While the ambient mode allows you to project from a choice of 20 images or your own photos, thus jazzing up a room, the mood lighting option is a bit silly in our view. The idea of attaching the lens cap and turning an LED projector costing nearly a grand into a lamp seems a bit out-there, when you could just buy a lamp for a fraction of the cost.

The Freestyle is compatible with external batteries that are USB-PD and 50W/20V output or above, although Samsung also offers an optional battery stand. There’s even an optional carry case, and skins for changing The Freestyle’s colour to match your decor.

Picture Quality

  • Full HD (1920×1080) resolution
  • HDR support (HDR10, HLG)
  • Single-chip DLP projector
  • LED light source

The Samsung Freestyle uses single-chip DLP (digital light processing) with a Full HD resolution (1920 x 1080) and an LED light source.
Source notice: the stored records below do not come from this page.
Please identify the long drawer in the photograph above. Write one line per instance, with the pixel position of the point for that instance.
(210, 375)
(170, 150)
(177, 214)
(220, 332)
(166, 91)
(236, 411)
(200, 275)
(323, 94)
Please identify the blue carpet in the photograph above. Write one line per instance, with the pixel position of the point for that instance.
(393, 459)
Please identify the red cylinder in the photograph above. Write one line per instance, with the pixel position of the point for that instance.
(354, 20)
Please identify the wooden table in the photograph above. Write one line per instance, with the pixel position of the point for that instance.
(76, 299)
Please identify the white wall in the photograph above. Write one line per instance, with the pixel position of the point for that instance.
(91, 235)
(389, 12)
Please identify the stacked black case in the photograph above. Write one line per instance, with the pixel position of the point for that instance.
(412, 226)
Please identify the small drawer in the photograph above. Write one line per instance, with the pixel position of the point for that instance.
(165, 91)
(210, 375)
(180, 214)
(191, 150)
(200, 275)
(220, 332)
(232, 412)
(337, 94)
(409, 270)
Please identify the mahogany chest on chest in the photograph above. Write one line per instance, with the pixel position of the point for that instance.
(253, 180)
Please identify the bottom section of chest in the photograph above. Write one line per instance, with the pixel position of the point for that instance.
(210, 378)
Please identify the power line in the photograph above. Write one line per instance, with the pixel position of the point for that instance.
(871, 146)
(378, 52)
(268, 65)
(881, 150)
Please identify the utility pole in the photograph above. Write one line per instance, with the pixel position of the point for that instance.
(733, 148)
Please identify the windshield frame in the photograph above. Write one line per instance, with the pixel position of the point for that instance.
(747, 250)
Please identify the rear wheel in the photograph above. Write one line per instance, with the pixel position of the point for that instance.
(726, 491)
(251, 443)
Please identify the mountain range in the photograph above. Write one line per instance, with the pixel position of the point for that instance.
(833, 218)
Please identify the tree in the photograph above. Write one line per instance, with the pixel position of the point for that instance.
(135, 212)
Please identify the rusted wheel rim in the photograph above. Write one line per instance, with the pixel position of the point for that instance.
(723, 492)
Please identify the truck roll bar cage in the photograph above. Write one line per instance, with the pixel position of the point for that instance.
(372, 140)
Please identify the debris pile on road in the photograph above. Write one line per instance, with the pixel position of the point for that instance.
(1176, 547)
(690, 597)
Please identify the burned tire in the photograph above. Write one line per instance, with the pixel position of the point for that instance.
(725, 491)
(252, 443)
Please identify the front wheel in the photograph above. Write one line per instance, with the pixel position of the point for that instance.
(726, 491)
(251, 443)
This has a claimed brightness of 550 lumens and a lifespan up to 20,000 hours. It also has better consistency over that lifespan, and won’t dim like a bulb.

In general the picture quality is very good, with images that appear clean and detailed. The Freestyle is reasonably bright, but like any projector it will struggle in daylight. So to get the most out of its big images we suggest pulling the curtains or using it at night.
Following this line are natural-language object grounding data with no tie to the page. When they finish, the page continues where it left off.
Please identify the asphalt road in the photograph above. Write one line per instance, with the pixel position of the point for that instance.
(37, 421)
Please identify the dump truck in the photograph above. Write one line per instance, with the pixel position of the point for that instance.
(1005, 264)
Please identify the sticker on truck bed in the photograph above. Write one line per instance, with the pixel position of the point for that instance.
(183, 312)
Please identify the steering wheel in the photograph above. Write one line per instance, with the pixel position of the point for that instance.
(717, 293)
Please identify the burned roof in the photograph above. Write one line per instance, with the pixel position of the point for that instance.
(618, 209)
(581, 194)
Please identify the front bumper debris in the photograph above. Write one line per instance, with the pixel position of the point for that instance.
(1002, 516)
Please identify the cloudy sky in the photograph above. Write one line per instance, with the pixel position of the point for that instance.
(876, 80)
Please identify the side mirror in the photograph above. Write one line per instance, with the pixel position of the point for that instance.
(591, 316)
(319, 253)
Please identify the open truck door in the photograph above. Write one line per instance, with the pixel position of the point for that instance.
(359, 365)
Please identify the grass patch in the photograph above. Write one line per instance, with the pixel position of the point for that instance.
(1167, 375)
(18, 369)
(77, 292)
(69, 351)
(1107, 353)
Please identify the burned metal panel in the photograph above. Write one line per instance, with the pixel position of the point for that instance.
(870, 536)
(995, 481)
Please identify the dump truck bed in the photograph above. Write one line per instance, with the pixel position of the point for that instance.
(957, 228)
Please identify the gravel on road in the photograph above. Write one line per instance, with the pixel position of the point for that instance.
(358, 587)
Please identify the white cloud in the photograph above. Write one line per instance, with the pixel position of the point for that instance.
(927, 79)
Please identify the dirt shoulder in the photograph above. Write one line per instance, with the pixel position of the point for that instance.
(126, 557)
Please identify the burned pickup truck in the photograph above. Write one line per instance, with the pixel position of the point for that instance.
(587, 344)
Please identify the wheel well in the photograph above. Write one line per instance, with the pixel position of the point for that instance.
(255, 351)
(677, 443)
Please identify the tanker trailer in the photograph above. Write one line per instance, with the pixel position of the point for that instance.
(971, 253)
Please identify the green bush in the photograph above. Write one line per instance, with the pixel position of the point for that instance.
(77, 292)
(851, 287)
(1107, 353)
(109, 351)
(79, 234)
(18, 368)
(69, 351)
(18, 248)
The Movie mode delivers the most accurate images out of the box, while the motion handling is excellent thanks to the use of DLP. However, The Freestyle also suffers from the usual limitations of DLP, with weak blacks and contrast, plus possible colour fringing (rainbows) for certain viewers.

Samsung’s new Smart Calibration feature enables The Freestyle to be quickly and easily calibrated with a supporting smartphone. Just follow the instructions and the feature will measure accurate images in a matter of seconds, making it very useful when projecting on to off-white walls, However, claims this feature can produce accurate pictures with coloured walls are highly optimistic.

The Freestyle supports HDR10 and HLG high dynamic range formats, although there are a few caveats. Firstly, since the projector is limited to Full HD it obviously doesn’t support a native 4K (3840 x 2160) resolution, so content must be downscaled. Thankfully this appears to be done well, with no apparent artefacts to the image.

Secondly, any projector will struggle with HDR when it comes to brightness, meaning specular highlights are limited and the colour space doesn’t cover the full DCI-P3 colour gamut. However the tone mapping on The Freestyle is good, allowing users to benefit from HDR to some degree.

The Freestyle supports HDR and HLG via its internal apps (where appropriate), and it can support HDR10 via HDMI as long as the connected device is able to output HDR10 to a display that doesn’t support 4K. Watching HDR content does reveal images that appear to have a bit more punch compared to standard dynamic rangfe images, but the difference is minimal.

You can connect a gaming console to The Freestyle using the Micro-HDMI input, and while the projector doesn’t support most next-gen gaming features, it does have a game mode with an input lag of 44ms. This may be too high for serious gamers, but the lag will be fine for most people, allowing the Samsung to offer users a quick, easy and enjoyable gaming experience on an XL scale.

Sound Quality

  • 360˚ speaker system
  • 5W of amplification
  • Dolby Digital Plus

The Samsung Freestyle has its own built-in speaker system, which actually sounds surprisingly good considering its compact size. This is largely thanks to 5W of amplification, a 360-degree speaker configuration and two passive woofers. The speaker uses a compact low vibration installation that cancels out opposing forces, and as a result the projector sounds much bigger than it looks.

The audio spreads out from The Freestyle in all directions, so it can go loud without distorting or losing coherence. It’s never going to compete with a soundbar or similar outboard sound system, but for catching up on your favourite show it’s more than capable. The inclusion of HDMI-ARC means you can even send the audio from the built-in apps back to an external sound system.